Aber nach meiner Rückkehr aus der Ukraine war ich nicht der Einzige, der sich anders fühlte. Auch Berlin war anders. Wir befanden uns fast zweitausend Kilometer von der Front entfernt, doch der Krieg lag trotzdem in der Luft. Das hatte nichts mit der britischen Luftwaffe zu tun, die trotz Hermann Görings leeren Versprechungen, dass niemals eine englische Bombe auf die deutsche Hauptstadt fallen werde, es irgendwie schaffte, unregelmäßig, aber dennoch zerstörerisch am nächtlichen Himmel aufzutauchen. Im Sommer 1941 suchten die Briten uns allerdings noch selten auf. Nein, es war Russland, das jetzt jeden Aspekt unseres Lebens beeinflusste. Nicht nur, was in die Läden kam, sondern auch die Aktivitäten in der spärlich bemessenen Freizeit – eine Zeitlang war es sogar verboten, zu tanzen – wurden vom Russen bestimmt. Selbst, wie man in der Stadt von einem Ort zum anderen kam.

«Die Juden sind unser Unglück», verkündeten die Zeitungen der Nazis. Aber niemand glaubte wirklich an das, was Curt Treitschke im Herbst 1941 verkündete. Und schon gar nicht, da die selbstverursachte Katastrophe in Russland ihren Lauf nahm, die um einiges verheerender war. Die Kampagne im Osten lief schon jetzt völlig aus dem Ruder. Und wegen Russland und der überhandnehmenden Bedürfnisse unserer Armee fühlte sich Berlin zunehmend wie die Hauptstadt einer Bananenrepublik an, der die Bananen ausgegangen waren. Wie auch so ziemlich alles andere, was man sich vorstellen konnte.
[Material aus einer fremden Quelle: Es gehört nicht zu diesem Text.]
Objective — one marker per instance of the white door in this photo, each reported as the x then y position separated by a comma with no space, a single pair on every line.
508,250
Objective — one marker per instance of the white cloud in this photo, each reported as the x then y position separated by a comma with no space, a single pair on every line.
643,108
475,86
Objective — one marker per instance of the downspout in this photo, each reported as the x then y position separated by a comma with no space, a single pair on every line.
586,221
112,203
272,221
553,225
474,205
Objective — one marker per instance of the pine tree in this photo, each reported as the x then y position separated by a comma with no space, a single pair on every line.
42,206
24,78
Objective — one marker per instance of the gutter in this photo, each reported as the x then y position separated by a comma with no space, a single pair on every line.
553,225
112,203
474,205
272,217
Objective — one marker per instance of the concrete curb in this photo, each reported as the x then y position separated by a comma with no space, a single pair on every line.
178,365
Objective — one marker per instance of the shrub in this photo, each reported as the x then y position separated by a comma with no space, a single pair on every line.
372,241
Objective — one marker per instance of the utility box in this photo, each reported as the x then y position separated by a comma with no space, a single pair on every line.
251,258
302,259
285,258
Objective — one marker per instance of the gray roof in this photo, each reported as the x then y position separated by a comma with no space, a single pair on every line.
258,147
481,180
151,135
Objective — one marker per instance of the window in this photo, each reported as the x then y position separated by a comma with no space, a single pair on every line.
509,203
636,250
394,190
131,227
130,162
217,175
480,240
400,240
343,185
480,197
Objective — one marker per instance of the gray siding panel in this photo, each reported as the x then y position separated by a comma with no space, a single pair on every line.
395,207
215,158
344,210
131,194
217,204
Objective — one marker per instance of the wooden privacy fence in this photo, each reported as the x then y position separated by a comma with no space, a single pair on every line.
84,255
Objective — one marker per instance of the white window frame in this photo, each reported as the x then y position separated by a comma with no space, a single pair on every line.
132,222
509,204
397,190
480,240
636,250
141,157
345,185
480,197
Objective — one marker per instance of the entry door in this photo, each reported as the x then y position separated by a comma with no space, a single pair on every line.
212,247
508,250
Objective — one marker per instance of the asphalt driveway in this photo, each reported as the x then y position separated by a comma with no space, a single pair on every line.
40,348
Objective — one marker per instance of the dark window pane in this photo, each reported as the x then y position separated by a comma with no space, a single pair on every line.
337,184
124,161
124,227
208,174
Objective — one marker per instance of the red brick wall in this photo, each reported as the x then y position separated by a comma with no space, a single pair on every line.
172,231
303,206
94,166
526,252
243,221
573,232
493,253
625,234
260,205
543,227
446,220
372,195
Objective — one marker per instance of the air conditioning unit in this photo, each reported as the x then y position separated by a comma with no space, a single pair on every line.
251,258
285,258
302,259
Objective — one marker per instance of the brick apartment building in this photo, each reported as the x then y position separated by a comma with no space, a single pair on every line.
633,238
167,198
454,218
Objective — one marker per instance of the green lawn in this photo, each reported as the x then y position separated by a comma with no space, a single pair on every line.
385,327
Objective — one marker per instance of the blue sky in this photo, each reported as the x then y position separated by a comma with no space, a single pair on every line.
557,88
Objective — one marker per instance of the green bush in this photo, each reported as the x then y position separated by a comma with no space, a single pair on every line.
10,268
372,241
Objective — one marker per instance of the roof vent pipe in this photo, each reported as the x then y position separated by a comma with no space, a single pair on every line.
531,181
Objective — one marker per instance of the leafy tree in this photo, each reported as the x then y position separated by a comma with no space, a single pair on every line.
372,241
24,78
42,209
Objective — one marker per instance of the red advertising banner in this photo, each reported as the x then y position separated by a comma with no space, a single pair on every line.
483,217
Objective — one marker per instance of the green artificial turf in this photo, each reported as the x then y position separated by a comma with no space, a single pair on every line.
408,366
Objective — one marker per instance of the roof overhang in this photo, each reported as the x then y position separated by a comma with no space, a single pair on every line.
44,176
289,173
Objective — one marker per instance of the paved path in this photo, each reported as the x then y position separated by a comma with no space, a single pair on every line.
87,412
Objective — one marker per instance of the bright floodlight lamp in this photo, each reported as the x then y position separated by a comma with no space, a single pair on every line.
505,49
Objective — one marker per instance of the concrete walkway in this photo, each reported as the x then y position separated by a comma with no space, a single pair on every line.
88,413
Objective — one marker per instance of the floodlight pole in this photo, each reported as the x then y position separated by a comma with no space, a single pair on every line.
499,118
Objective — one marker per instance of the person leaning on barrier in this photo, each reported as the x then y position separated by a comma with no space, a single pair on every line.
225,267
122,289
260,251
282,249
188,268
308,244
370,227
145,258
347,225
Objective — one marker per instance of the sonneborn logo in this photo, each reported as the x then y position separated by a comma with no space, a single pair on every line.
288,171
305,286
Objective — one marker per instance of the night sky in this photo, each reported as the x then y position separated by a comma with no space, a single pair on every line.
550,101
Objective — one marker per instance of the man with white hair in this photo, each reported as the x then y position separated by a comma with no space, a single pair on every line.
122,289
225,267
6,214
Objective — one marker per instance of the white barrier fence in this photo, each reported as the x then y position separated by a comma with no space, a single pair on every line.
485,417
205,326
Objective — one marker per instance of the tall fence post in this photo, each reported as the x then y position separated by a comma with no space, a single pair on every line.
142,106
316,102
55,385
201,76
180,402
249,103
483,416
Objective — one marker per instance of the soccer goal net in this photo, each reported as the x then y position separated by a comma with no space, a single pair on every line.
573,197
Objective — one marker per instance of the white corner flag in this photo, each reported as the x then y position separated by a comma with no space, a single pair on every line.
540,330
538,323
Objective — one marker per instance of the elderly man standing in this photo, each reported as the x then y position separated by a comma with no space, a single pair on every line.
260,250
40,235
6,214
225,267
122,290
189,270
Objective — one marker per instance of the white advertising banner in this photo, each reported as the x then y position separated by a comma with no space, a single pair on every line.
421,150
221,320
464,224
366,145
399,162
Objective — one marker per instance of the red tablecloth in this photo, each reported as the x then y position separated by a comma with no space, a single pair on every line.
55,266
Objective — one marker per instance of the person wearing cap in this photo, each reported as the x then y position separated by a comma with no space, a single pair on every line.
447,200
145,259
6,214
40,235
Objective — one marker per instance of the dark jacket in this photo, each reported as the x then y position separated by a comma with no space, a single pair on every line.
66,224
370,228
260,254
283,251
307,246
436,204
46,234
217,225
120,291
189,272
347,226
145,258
Es gab nur noch wenig Bier, und manchmal gar keins mehr. Gaststätten und Bars blieben zuerst einen Tag die Woche geschlossen, dann zwei. Manchmal machten sie gleich ganz zu, und nach einiger Zeit gab es nur noch vier Bars in der Stadt, in denen man überhaupt noch ein Glas Bier bekam. Nicht, dass es nach Bier schmeckte, wenn man es schaffte, welches zu bekommen. Die saure, braune und brackige Flüssigkeit, die wir verbittert in den Gläsern vor uns hüteten, erinnerte mich eher an die mit Wasser gefüllten Granattrichter und die ruhigen Tümpel im Niemandsland, in denen wir uns manchmal dankenswerterweise verstecken durften. Für einen Berliner war dieses «Bier» ein echtes Unglück. An härtere Sachen kam man erst recht nicht, und das bedeutete, dass es schlicht unmöglich war, sich zu betrinken und seinem eigenen Ich zu entkommen. Und deshalb blieb mir spät in der Nacht nichts anderes übrig, als meine Pistole zu reinigen.

Die Fleischration war ebenso enttäuschend für eine Bevölkerung, für die Wurst in allen Darreichungsformen ein Ausdruck ihrer Lebensart war. Angeblich standen jedem 500 Gramm Fleisch pro Woche zu. Aber selbst wenn Fleisch zu bekommen war, erhielt man für einen 100-Gramm-Coupon höchstens 50 Gramm.

Nach einer schlechten Ernte gab es bald keine Kartoffeln mehr. Auch die Pferde, die die Milchwagen zogen, verschwanden von der Straße. Nicht, dass man sie noch brauchte, denn in den großen Milchkannen war keine Milch mehr. Es gab nur noch Milchpulver und Eipulver. Beides schmeckte wie der Mörtelstaub, der durch das Bombardement der britischen Luftwaffe von unseren Zimmerdecken rieselte. Brot schmeckte nach Sägemehl, und viele schworen, es sei auch daraus gebacken. Mit einer Kleiderkarte bekam man gerade einmal des Kaisers neue Kleider und mehr nicht. Man konnte sich kein neues Paar Schuhe kaufen, und es war fast unmöglich, einen Schuster zu finden, der einem die alten reparierte. Wie alle anderen Handwerker waren auch Berlins Schuster in der Armee.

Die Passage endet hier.